Actually, it’s a question about the Social Security trust fund.

Okay, so surpluses from the payroll tax are used to buy bonds, which make up the assets of the trust fund. When the payroll tax can no longer cover the cost of Social Security, the bonds will be cashed in to pay the difference. Am I correct so far?

Here’s my question: hasn’t the money that was used to buy the bonds already been spent? Doesn’t this mean that when those bonds start getting cashed in, the government will have to get the money from somewhere else (like, say, taxpayers)?
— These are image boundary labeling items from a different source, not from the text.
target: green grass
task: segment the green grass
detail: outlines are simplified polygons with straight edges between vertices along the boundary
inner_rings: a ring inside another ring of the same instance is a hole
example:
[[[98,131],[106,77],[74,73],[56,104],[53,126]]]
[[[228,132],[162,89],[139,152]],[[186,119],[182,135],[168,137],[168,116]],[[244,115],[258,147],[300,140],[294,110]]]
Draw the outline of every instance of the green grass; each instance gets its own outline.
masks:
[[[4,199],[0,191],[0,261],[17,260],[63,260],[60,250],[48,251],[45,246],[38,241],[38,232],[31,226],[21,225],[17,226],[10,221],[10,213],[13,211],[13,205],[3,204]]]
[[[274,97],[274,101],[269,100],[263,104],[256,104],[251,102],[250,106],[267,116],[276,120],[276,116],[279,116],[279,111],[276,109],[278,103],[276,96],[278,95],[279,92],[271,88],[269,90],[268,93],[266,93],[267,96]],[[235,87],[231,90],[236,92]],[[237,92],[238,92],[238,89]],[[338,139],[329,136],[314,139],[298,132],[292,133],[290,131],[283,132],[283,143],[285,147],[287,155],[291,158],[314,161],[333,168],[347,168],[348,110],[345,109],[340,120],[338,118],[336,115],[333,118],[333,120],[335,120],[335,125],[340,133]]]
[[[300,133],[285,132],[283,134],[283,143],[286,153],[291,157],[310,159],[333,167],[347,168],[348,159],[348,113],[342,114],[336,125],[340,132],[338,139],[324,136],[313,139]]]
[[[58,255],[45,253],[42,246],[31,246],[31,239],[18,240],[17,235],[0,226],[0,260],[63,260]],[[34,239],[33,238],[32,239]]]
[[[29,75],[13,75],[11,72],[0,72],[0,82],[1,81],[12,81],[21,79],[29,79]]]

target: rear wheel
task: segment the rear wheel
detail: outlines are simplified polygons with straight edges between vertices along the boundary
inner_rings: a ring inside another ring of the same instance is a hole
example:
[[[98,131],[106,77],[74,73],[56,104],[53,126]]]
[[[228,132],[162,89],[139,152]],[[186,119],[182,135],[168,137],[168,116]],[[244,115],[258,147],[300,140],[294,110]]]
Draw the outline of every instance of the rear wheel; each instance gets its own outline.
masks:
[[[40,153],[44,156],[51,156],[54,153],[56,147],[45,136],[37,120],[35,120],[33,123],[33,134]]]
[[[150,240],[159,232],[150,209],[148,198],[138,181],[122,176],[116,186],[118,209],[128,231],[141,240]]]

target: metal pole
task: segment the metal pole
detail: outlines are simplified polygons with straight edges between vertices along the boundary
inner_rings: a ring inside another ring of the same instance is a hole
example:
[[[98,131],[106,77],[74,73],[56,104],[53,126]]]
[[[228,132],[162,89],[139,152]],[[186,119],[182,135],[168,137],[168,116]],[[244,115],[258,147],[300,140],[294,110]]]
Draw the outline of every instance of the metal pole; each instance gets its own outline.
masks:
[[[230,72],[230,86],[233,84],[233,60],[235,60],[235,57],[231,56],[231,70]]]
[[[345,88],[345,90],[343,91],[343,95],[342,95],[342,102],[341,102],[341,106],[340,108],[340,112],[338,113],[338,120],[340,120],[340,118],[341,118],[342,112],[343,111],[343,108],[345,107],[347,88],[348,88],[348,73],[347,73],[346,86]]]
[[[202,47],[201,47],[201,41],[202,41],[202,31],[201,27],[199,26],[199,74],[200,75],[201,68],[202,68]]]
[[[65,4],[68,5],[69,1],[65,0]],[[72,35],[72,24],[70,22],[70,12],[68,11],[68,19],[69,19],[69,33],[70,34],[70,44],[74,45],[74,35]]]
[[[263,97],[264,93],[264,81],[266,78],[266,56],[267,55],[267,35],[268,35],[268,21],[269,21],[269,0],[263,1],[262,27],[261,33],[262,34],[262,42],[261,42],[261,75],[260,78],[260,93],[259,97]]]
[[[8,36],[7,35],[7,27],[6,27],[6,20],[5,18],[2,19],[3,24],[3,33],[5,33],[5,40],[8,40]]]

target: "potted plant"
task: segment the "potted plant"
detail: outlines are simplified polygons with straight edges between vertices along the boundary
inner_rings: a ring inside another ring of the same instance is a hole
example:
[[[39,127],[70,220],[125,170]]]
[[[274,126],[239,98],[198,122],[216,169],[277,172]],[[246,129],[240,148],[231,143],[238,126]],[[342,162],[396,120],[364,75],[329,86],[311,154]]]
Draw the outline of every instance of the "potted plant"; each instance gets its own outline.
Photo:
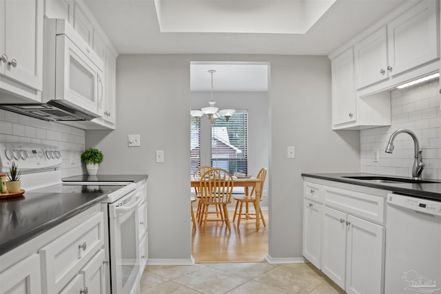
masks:
[[[6,187],[9,193],[17,193],[20,191],[21,187],[21,171],[19,169],[18,165],[12,162],[11,167],[9,168],[9,173],[7,175],[8,182],[6,182]]]
[[[96,148],[89,148],[81,154],[81,162],[85,165],[88,173],[94,176],[98,173],[99,165],[103,162],[103,152]]]

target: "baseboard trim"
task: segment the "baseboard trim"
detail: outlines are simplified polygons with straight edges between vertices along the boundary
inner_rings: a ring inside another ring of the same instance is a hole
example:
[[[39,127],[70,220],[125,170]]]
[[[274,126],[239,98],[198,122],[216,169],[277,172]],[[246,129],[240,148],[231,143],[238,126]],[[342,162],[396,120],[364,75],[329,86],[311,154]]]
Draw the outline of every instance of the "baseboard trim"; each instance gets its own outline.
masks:
[[[265,259],[269,264],[303,264],[309,262],[307,260],[303,258],[274,258],[269,256],[269,254],[267,254]]]
[[[194,258],[187,260],[168,258],[149,258],[147,265],[194,265]]]

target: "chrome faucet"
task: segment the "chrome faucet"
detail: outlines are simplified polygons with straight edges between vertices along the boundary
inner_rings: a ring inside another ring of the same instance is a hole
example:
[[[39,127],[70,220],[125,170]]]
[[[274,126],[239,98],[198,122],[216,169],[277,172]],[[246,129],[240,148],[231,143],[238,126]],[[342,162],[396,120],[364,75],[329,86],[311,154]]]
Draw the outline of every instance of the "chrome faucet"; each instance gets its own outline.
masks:
[[[422,162],[422,157],[421,156],[421,152],[422,150],[420,150],[420,143],[418,142],[418,138],[416,137],[415,133],[413,133],[410,129],[400,129],[395,131],[391,135],[391,138],[389,138],[389,142],[387,143],[387,146],[386,146],[386,149],[384,152],[386,153],[392,153],[393,151],[393,140],[395,140],[395,137],[400,133],[407,133],[412,139],[413,139],[413,145],[415,148],[415,154],[413,157],[415,157],[415,160],[413,160],[413,166],[412,167],[412,178],[414,180],[421,180],[421,173],[422,172],[422,169],[424,168],[424,164]]]

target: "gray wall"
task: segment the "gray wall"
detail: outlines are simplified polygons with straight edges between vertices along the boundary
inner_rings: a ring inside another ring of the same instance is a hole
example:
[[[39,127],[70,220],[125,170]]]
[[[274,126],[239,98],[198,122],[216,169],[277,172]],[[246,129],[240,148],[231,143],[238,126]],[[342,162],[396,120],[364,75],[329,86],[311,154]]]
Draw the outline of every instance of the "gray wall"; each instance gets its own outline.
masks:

More broadly, how is a country buying its own debt (in the form of bonds) any different from simply putting off payment?

(Also, please note which forum I placed my question in; I’m not looking for a debate. Thanks)

You are 100% right. This “funny money” business is one reason why there are such wide differences in estimates as to when the things will crash. Realists think in terms of 10 years or less. Enron-accountant types (which make up 99+% of the people with media access) say its 30 years since they assume the money to pay back the fund will magically appear.

If a company was caught cooking the books this way, people would get very, very angry. A loan to yourself is not an asset.

The trust fund doesn’t belong to the government.
It belongs to you.
The government borrowed money from you to conduct its buisness.
Nevermind if the money was spent wisely or if it will cost taxpayer money to pay it back.
Look at it this way.
You loaned the gas station owner some money to be paid back with interest.
Will the owner have to increase gasoline prices to pay back the loan. Hint yes.
Do you care if your gas price goes up?
Are you going to say " AW just forget it?"

You see the service station owner doesn’t want to pay it back.
It was seen as easy money when he borrowed it . Now he doesn’t want to live up to his responsibilities.

I’ll stop now or this will become a debate.